Thank you for this from me as well.  I really want a decent sig.  That translator works so I just hope I can figure it out.  
Thanks for the thread and the help everyone provided here.


----------



## VioletsTown (Dec 17, 2013)

So, I know this is an old thread that's been revived, but I want to do a plug for Moonvale of Tumblr, who makes her villager sprites available for free (you can see some of them in my signature).  No, I'm not her friend nor her relative.    But I think she does an awesome job, and they are super cute.


----------



## Gizmodo (Dec 18, 2013)

VioletsTown said:


> So, I know this is an old thread that's been revived, but I want to do a plug for Moonvale of Tumblr, who makes her villager sprites available for free (you can see some of them in my signature).  No, I'm not her friend nor her relative.    But I think she does an awesome job, and they are super cute.



I'm going to be using them for when i have a new town on my signature!
they're fab!


----------



## Macabre (Dec 24, 2014)

How do u save the pictures of the sprites?

Please pm me. Its hard to find thus.


----------



## Izze (Mar 9, 2016)

can someone give me a working link?? i tried the rehoessas one but i dont understand what to do can anyone perhaps tell me or give me a working link


----------



## AquaStrudel (Mar 9, 2016)

Izze said:


> can someone give me a working link?? i tried the rehoessas one but i dont understand what to do can anyone perhaps tell me or give me a working link



Try this: http://ouka.kuronowish.com/rehoeass2/


----------



## HylianEmiel (May 14, 2017)

Does anyone have the .ZIP file and can send it to me? The website is offline.


----------



## HylianEmiel (Oct 16, 2017)

HylianEmiel said:


> Does anyone have the .ZIP file and can send it to me? The website is offline.

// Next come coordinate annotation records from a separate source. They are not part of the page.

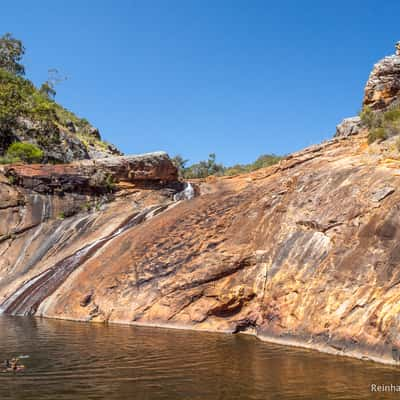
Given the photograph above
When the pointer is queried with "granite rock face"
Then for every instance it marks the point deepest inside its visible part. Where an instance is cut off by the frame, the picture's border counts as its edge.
(383, 86)
(93, 176)
(60, 144)
(303, 252)
(348, 127)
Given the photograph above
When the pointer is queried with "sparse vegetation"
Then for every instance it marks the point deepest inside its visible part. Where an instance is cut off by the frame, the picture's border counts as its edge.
(25, 152)
(381, 125)
(210, 167)
(21, 101)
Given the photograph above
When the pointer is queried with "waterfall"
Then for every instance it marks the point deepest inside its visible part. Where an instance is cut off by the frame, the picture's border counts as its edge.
(27, 298)
(186, 194)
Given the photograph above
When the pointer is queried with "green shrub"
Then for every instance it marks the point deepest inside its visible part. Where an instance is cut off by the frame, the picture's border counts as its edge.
(376, 134)
(26, 152)
(368, 117)
(9, 160)
(210, 167)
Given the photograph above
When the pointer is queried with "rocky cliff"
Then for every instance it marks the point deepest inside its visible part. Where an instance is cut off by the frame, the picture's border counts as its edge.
(305, 252)
(28, 115)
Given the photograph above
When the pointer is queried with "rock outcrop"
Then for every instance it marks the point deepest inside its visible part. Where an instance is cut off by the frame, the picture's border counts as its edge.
(304, 252)
(349, 126)
(383, 86)
(93, 176)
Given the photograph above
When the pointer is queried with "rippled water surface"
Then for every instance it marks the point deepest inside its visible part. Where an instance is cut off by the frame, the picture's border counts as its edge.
(88, 361)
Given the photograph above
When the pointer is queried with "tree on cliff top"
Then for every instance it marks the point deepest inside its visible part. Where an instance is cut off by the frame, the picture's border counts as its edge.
(11, 52)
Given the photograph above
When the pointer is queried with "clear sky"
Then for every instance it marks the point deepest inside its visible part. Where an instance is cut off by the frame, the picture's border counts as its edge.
(239, 78)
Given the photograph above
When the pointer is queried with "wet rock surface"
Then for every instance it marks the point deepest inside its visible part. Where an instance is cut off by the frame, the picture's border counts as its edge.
(303, 252)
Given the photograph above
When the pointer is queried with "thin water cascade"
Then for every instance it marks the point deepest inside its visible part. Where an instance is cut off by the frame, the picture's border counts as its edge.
(27, 298)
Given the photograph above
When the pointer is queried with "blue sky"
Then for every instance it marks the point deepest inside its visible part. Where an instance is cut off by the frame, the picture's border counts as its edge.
(239, 78)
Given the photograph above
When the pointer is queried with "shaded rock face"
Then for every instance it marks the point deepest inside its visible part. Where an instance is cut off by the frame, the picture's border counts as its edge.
(383, 86)
(303, 252)
(93, 176)
(61, 144)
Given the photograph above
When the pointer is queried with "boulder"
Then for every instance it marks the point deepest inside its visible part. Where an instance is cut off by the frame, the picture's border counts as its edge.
(90, 176)
(383, 85)
(349, 126)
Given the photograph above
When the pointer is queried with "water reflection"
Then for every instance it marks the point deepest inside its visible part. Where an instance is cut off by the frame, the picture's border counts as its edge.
(88, 361)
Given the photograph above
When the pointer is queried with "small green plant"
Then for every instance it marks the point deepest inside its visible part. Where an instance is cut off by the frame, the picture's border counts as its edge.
(110, 183)
(11, 179)
(26, 152)
(397, 144)
(9, 160)
(376, 134)
(368, 117)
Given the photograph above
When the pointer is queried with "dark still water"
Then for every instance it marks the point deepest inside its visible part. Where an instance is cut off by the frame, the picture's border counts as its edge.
(70, 360)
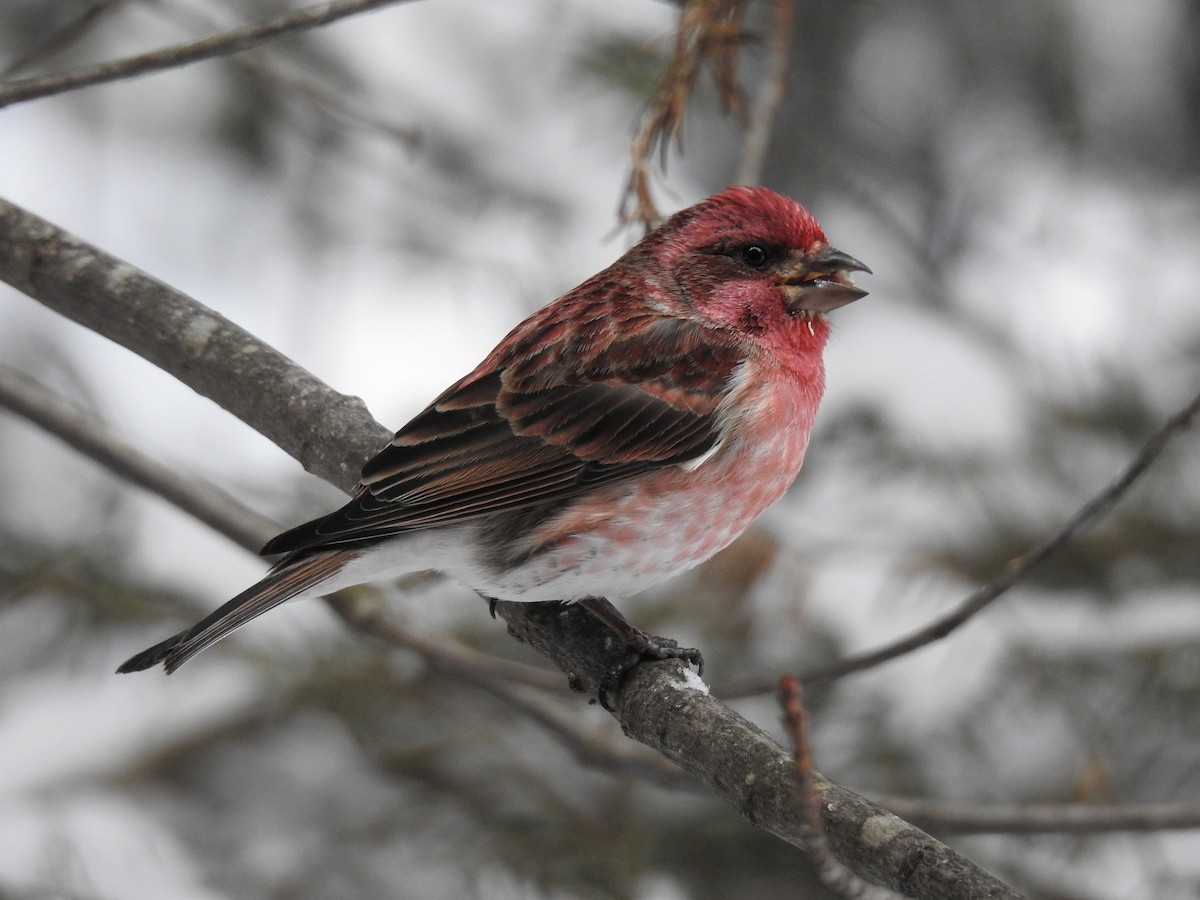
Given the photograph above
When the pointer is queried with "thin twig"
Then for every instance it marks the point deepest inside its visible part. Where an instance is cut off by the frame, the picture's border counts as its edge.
(771, 95)
(222, 45)
(1017, 569)
(711, 35)
(64, 37)
(831, 871)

Okay, I've found every sprite and I've put them in one .ZIP file! Link: https://www.dropbox.com/s/brqzcvfqfszgbb5/Animal Crossing Sprites (Re.Hoeass).zip?dl=0

- - - Post Merge - - -



HylianEmiel said:


> Does anyone have the .ZIP file and can send it to me? The website is offline.



Okay, I've found every sprite and I've put them in one .ZIP file! Link: https://www.dropbox.com/s/brqzcvfqfszgbb5/Animal Crossing Sprites (Re.Hoeass).zip?dl=0


----------



## Nenya (Oct 17, 2017)

Hi, did I already like your post? Sorry if I doubled up on that, but this is wonderful to have. Thanks for reviving this old post and for doing all that work! Some people don't like that, but I DO! The sprites are great! I even figured out how to unzip them, and that's saying a lot for me!


----------